Diesen Namen bekamen zwei Brüder – Homer und Langley Collyer – die zu ihrer Zeit in New York Stadtgespräch waren. Der 1881 geborene Homer und sein vier Jahre jüngerer Bruder lebten in den letzten Jahren vor ihrem Tod im März 1947 völlig abgekapselt von der Welt in einer Stadtvilla am oberen Ende der Fifth Avenue, die sie von ihren wohlhabenden Eltern geerbt hatten. Zu Beginn des Jahrhunderts hatte sich hier noch die bessere Gesellschaft getroffen. Aus Geiz und genialem Hochmut legte sich Langley im Laufe der Jahre mit allen Behörden und Versorgungsunternehmen an, sodass die beiden Brüder am Ende ohne Strom, Gas, Wasser und Telefon in ihrem selbst gewählten Gefängnis saßen.

Zweierlei machte sie für die Öffentlichkeit interessant und für die Zeitungen zur Story: Zum einen die Vermutung, dass sie hinter den runtergelassenen Rollläden auf ungeheurem Reichtum saßen, zum anderen das Gerücht, der sehende Bruder habe über alle vier Stockwerke Unmengen an Schrott zu einem gigantischen Labyrinth gestapelt. Die Vermutung war Quatsch, aber das Gerücht stimmte: Bei der Räumung des Hauses trug die Polizei mehr als 100 Tonnen Material heraus – darunter 25 000 Bücher, bergeweise Zeitungen aus drei Jahrzehnten, ein Dutzend Klaviere und sogar eine »Tin Lizzy«, ein Ford T-Modell!

Anders als die Reporter damals interessiert Doctorow nicht, wie die Brüder starben. Er will lieber eine Vorstellung davon geben, wie sie lebten – auf Gedeih und Verderb aneinander gebunden. Dabei nimmt er sich allerlei schriftstellerische Freiheiten und lässt sie beispielsweise weit länger leben als in Wirklichkeit. So aber kann er das Abgleiten der Brüder in die soziale Isolation behutsam entwickeln und dabei gesellschaftliche Entwicklungen und Moden einbauen.
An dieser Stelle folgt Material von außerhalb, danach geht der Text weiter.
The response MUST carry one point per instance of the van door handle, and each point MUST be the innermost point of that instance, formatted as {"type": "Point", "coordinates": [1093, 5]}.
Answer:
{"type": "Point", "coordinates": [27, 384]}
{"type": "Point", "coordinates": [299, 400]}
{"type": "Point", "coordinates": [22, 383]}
Anfangs war das Haus Nr. 2078 Fifth Avenue/ Ecke 128th Street nämlich ständig voller Menschen: Es kamen einfache Leute von der Straße, die Homer und Langley während der Prohibition zum Tanztee eingeladen hatten. Dazu gesellten sich Gangster, die den allein lebenden Brüdern Prostituierte wie Blumen schicken, Hippies, die das Haus als Basislager genossen, ein japanisch-amerikanisches Ehepaar, das sich als Kurator des Mülls betätigt, orthodoxe Juden, die eine Zuflucht suchen.

Der Roman liest sich von der ersten bis zur letzten Seite großartig und hat glücklicherweise nicht den Impetus einer Messie-Anklage. Besonders faszinierend ist das Kunststück, das E.L. Doctorow wie nebenbei gelingt: Er bringt – zumindest für den Leser – Licht in Homers Welt der Finsternis.

E. L. Doctorow: Homer & Langley. Aus dem Amerikanischen von Gertraude Krueger. Kiepenheuer & Witsch. 224 S., geb., 18,95 €.